Red Hood’s new dominance has also brought him into conflict with Black Mask (Wade Williams), a violent crime lord who is driven to extreme measures to take out his new enemy. Of course, his attempts only end up escalating the war, especially when the Joker gets involved. And at the same time, Batman delves into the mystery of who the Red Hood is and what brought him back to Gotham – and finds himself in a final standoff of revenge, hatred and loss.
It’s pretty obvious from the beginning of “Batman: Under the Red Hood” who the mysterious Red Hood is – the big mystery is how he’s returned to life, and what his ultimate plan is. And while Batman peels away the layers of the mystery, the story focuses on the magnitude of the Red Hood’s rise to power – he’s a new power player who uses Batman-like stealth, physical prowess and cunning to bloodily carve his way into the heart of Gotham’s underworld.

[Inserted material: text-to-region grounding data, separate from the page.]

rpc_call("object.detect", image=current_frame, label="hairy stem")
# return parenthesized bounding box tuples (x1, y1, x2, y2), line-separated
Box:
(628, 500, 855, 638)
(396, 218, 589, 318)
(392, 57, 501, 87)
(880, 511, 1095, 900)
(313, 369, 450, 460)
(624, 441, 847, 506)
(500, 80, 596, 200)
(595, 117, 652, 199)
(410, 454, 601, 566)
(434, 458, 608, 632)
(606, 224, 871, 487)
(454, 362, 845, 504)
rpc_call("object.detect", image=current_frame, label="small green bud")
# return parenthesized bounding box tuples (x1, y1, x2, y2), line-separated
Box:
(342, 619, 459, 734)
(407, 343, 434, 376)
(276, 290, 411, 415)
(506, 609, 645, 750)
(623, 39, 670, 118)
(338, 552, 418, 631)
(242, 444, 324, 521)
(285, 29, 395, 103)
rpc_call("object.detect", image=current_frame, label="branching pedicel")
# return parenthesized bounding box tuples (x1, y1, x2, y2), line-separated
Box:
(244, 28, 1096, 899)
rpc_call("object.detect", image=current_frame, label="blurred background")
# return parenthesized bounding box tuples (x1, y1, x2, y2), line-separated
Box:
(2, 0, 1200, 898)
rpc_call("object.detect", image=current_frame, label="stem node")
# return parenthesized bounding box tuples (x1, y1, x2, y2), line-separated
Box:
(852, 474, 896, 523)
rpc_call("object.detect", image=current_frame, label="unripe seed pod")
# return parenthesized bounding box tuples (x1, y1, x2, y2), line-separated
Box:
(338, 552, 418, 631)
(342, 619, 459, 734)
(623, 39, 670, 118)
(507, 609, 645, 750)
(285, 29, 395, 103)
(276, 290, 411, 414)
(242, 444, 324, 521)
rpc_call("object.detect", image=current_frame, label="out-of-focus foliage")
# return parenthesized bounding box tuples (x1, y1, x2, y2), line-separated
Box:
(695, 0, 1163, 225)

The story is a slow burn, but it’s kept from ever getting boring with sporadic bursts of action – falling helicopters, exploding chemical factories, people being set on fire, a troupe of murderous cyborgs, and so on. However, the violence and action never eclipse the emotional side of the story, which is present from the very first scene in which we see Batman desperately trying to get to an endangered Jason Todd, all the way to his climactic fistfight on top of a church.
This is, at its heart, a story about Batman’s losses, his failures, and his pain, and it’s hard not to feel for the Dark Knight as he’s confronted by something even more painful than Jason’s loss: the possibility that his beloved foster son has become his enemy. Red Hood is a more enigmatic character – sometimes he’s deadly serious, sometimes he’s laid-back and quippy. It’s only at the story’s climax that we see what has really driven him all this time, and where his anger has brought him.
Greenwood does a very solid job as Batman – stoic, a little stiff, but with some passionate emotion running under the surface. Ackles does an excellent job with Red Hood both in serious and in quippy mode, able to switch between the two at the drop of a hat. Harris makes a solid Nightwing, who is quirky and chatty and sort of floats out of the plot eventually. And while viewers may be used to Jokers with higher-pitched voices, John DiMaggio’s gritty, sinister-sounding Joker is a pretty chilling one.
DC Comics has made many good animated movies, but “Batman: Under the Red Hood” is probably one of their best – a sublimely dark, tragic thriller that is riveting right to its end. Just try looking away.